Ada Lois Sipuel Fisher was a key figure in Oklahoma’s civil rights movement. She challenged segregated higher education by applying to the University of Oklahoma law school in 1946. Two years later the United States Supreme Court ruled that the college must provide the same level of education to blacks as they do to whites.
Fisher graduated from Lincoln High School in 1941 as valedictorian. She enrolled in the Arkansas Agricultural, Mechanical & Normal College (now University of Arkansas at Pine Bluff), but transferred to Langston University in 1942. After marrying in 1944, she graduated May 21, 1945, with honors.
Years later, Fisher was the first black person to be admitted to OU’s law school, but she still dealt with racism and segregation on a daily basis.

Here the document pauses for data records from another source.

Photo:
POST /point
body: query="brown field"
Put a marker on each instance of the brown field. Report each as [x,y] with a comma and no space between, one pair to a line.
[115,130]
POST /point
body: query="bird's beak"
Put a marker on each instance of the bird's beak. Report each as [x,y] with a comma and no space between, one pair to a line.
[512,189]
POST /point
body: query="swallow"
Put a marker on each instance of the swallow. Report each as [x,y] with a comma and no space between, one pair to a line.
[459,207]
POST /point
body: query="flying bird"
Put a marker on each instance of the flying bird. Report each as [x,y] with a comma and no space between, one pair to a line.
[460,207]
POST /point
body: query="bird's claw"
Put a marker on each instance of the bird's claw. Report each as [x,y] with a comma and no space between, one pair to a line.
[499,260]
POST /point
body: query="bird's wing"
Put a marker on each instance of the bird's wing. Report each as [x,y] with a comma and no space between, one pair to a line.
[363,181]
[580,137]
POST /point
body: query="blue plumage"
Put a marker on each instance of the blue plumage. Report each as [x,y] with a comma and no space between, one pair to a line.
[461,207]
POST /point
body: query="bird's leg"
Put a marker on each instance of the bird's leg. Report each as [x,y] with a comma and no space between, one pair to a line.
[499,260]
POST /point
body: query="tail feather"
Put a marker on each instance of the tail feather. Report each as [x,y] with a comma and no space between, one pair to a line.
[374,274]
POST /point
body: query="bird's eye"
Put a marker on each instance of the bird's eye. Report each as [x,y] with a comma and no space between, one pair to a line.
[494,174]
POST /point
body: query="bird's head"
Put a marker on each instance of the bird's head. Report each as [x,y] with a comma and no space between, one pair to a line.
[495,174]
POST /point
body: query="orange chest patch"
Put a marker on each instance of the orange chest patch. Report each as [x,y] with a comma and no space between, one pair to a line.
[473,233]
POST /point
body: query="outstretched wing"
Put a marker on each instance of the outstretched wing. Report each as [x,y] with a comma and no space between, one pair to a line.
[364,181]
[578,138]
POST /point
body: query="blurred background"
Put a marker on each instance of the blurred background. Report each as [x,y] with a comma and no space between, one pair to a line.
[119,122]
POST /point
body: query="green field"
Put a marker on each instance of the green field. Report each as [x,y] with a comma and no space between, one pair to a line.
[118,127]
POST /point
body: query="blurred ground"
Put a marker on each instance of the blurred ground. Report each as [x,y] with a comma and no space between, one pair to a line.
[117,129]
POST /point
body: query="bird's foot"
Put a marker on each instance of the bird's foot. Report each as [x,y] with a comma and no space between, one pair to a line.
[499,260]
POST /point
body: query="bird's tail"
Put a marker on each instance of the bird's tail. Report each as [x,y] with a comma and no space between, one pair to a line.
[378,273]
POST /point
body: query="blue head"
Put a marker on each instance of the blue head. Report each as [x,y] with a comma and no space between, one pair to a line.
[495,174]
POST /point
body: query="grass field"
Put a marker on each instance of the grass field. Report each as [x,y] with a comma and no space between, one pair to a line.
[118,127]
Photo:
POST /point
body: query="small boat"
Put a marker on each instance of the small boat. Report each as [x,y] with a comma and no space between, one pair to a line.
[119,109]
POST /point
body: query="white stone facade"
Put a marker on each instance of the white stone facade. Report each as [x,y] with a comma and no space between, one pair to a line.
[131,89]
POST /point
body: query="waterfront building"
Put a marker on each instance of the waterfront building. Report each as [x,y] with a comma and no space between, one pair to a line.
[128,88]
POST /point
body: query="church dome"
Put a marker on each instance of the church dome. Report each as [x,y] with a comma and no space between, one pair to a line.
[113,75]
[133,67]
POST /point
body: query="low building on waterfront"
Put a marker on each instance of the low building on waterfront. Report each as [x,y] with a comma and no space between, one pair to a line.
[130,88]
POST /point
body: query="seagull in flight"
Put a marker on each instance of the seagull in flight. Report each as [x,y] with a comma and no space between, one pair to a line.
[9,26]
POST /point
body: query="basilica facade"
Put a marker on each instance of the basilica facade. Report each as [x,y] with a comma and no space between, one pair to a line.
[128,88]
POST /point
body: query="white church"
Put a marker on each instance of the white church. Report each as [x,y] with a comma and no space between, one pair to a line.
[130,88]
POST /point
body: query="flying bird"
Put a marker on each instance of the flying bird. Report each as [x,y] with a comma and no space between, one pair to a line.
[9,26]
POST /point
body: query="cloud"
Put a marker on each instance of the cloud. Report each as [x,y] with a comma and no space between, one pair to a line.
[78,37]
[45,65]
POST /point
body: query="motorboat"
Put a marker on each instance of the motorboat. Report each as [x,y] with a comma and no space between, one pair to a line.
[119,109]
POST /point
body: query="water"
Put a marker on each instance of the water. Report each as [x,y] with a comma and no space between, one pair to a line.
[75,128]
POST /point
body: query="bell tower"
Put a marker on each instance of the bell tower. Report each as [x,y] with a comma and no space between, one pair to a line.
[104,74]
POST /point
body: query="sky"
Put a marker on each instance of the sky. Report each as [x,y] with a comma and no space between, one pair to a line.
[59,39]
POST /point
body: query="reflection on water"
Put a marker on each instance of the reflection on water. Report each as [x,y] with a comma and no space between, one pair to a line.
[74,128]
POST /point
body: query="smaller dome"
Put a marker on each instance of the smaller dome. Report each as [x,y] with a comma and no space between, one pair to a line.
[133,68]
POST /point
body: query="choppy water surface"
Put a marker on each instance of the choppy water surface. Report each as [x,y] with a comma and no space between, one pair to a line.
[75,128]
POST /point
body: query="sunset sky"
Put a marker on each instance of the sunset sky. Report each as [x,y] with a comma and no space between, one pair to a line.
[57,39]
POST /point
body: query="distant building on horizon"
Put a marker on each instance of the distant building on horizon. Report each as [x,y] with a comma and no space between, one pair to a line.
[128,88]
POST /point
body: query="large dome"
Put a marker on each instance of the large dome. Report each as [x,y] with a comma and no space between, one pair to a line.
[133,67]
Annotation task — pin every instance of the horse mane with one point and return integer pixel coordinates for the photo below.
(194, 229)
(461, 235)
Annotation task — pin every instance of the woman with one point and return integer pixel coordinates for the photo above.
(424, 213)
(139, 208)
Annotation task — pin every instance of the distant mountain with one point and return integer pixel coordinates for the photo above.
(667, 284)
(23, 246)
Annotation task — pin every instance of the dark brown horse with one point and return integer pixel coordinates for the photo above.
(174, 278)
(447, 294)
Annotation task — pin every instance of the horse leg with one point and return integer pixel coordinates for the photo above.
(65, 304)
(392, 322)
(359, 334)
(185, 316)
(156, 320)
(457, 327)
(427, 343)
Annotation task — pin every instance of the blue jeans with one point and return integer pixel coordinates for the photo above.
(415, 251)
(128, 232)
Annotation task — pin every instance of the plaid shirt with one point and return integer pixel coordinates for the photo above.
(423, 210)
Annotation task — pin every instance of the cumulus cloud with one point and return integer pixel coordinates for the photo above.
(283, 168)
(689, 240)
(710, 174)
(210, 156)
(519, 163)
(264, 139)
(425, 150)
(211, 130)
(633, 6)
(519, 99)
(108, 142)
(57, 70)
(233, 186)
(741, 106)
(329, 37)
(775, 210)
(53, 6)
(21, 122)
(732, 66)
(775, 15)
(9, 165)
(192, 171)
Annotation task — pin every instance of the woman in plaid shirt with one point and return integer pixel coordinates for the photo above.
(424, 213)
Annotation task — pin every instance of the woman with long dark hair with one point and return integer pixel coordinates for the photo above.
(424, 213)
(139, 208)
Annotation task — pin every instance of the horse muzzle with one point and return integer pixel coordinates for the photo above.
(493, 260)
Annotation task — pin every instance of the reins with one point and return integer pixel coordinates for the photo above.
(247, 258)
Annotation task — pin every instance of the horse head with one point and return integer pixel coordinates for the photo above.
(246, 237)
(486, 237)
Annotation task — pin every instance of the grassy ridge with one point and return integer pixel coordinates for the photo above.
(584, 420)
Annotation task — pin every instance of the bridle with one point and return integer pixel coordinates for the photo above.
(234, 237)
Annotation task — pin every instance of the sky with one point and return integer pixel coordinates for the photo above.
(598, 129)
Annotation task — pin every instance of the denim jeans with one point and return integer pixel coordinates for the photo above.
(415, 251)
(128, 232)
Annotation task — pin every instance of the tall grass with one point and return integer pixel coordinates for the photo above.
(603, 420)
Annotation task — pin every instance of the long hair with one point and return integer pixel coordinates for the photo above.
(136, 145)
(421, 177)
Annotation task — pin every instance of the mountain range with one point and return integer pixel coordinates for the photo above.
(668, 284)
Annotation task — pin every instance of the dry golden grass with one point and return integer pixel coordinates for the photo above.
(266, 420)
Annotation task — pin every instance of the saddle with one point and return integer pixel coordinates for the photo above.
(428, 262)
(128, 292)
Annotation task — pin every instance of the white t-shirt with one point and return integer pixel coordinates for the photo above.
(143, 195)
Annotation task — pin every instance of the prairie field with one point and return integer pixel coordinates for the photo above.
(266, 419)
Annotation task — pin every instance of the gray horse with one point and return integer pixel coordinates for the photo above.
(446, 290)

She was given a chair labeled “colored” to sit in, which was located in a roped-off area of the classroom, and had to eat in a chained-off section of the cafeteria, separate from other students. She graduated in 1951 with a law degree, and her fight and struggle made waves throughout the nation.
Before her death in 1995, Fisher was a member of Alpha Kappa Alpha sorority and also was a professor at Langston University. In 1996 she was inducted posthumously in the Oklahoma Women’s Hall of Fame. The University of Oklahoma dedicated the Ada Lois Sipuel Fisher Garden in her honor.